Behavioral economics’ impact is primarily felt in retirement plan participation and administration, something famed University of Chicago professor Richard Thaler routinely trumpets. Word arrived Monday that Thaler has won the 2017 Nobel Prize in economics. One of the first scholars to specifically identify and understand the role default options play in successful outcomes, Thaler graced the pages of 401(k) Specialist in our inaugural issue in 2015, an interview we reprint in its entirety here.
University of Chicago behavioral economist Richard Thaler turns his keen eye to football, the faculty lounge and 401ks in his latest book, Misbehaving: The Story of Behavioral Economics. Recounting how behavioral economics went from cute fad to critical thinking, this latest work follows on the wildly successful Nudge: Improving Decisions on Health, Wealth, and Happiness. Thaler sat with 401(k) Specialist for a thorough discussion of the biases that blind us.
Q: Is too much choice a bad thing, is simple “better” or has your research found a happy medium, particularly with the number of 401k investment choices?
A: Too much choice can be a bad thing. It can lead to poor portfolios and delay enrollment, especially if enrollment is not automatic. That is why it is so important to have a well-designed default option. Most employees will take the default, and will do better as a result.
Q: A paper by Eric Johnson and Dan Goldstein finds that two particular European countries have a vastly different percentage of their citizens registered to be organ donors simply because one is opt-in while the other is opt-out. Are we as humans lazy and always looking for the path of least resistance, or is there something more at play psychologically?
A: Yes, defaults are powerful. They work for lots of reasons, not just because we are lazy, although that can be the explanation in some cases. For example, we continue watching the same channel after a show we had chosen is over. One click on the remote should not be a big barrier, but it can be. In the case of 401k plans, the default can also serve as an implicit suggestion from the plan sponsor, so people may choose it for that perfectly sensible reason. That is not to say that all defaults are good ones. Some companies still pay their match in company stock, creating a default to keep increasing holdings in the company they work for. We should have learned the lesson that heavily concentrated portfolios in company stock can be dangerous after Enron, but the same problem existed at Bear Stearns.

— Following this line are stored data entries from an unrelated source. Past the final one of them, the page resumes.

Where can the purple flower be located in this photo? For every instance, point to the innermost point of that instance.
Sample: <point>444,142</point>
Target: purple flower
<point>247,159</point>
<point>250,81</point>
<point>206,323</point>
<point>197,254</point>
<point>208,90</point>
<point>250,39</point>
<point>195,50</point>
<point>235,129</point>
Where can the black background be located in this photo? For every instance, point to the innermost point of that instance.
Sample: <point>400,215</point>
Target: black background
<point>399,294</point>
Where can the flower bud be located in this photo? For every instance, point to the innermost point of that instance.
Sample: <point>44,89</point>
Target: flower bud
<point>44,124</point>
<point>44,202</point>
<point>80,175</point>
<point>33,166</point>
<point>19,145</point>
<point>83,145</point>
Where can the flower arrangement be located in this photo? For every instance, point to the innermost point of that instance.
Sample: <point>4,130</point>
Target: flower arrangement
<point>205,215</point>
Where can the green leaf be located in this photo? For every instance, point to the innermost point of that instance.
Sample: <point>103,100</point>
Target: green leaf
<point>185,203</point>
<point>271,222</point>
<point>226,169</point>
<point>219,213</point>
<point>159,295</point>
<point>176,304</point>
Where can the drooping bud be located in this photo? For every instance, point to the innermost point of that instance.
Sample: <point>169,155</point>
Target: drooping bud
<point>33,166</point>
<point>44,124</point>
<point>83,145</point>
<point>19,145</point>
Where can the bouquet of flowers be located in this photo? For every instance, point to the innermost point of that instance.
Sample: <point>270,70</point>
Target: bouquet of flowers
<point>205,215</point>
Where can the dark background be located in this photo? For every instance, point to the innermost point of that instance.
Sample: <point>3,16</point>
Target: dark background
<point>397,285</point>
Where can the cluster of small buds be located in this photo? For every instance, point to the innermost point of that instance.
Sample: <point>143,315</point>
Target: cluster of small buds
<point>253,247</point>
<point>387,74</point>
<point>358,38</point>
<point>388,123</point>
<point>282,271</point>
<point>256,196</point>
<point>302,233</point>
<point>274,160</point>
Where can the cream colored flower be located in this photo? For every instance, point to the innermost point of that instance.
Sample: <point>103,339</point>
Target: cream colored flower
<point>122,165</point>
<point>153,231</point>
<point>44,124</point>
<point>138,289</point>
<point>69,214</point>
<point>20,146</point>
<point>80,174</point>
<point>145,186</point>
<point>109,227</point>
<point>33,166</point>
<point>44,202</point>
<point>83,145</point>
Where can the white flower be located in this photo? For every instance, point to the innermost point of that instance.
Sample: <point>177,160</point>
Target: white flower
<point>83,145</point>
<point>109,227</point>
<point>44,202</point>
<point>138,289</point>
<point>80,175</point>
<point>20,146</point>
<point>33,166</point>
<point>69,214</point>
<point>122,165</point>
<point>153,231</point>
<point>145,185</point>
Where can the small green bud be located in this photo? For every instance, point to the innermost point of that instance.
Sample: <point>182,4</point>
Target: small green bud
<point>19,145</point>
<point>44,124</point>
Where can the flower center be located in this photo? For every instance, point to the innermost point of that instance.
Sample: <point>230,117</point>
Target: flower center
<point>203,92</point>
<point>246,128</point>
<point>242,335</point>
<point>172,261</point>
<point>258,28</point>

Q: 401k auto-enrollment and auto-escalation have been a major boon to 401k participation rates. Is there something similar that policymakers should enact that they’re missing, something that could make 401ks work even better for the majority of Americans?
A: Yes, we need to make it easier for small businesses to offer a payroll-based retirement plan. The Obama administration has proposed a sensible plan but it is stalled in Congress. The state of Illinois has adopted its own plan, and I urge other states to do likewise unless Congress unexpectedly takes action. The plan would impose virtually no costs on any employer that uses a payroll servicing company such as Paychex.
Q: In Misbehaving you reference football. Can you provide a brief description of your findings in relation to NFL draft picks and the mistakes made in how they are chosen? Do the Patriots still rank No.1 in the quality of their picks?
A: Our chief finding is that the earliest picks are overvalued. Teams can and do trade picks and the first pick in the draft could (in principle) be traded for as many as five or six second-round picks, each of which could be more valuable in terms of the contribution to performance compared to their salary. Teams seem to be slowly learning part of the lesson, meaning that the offers for the first pick may have tailed off slightly, but the teams owning those picks won’t trade down because they are holding out for the previous outrageous prices. This is similar to what happens in real estate markets in a downturn. There are many for sale signs but not many sales. The Patriots do seem to understand the principles of our research better than most teams.
Q: What is hindsight bias and how does it similarly affect decisions in baseball and 401k asset allocations?
A: We all think our forecasts were better than they actually were. This is hindsight bias, or Monday-morning quarterbacking. It can hurt in sports when managers are second-guessed for decisions that were well founded but turned out badly. Good decisions should be rewarded, even if they come with an unlucky, bad outcome. Advisors and their clients can avoid disputes down the road by documenting the assumptions that went into the portfolio formation so neither side can say “I told you so” unless they really did.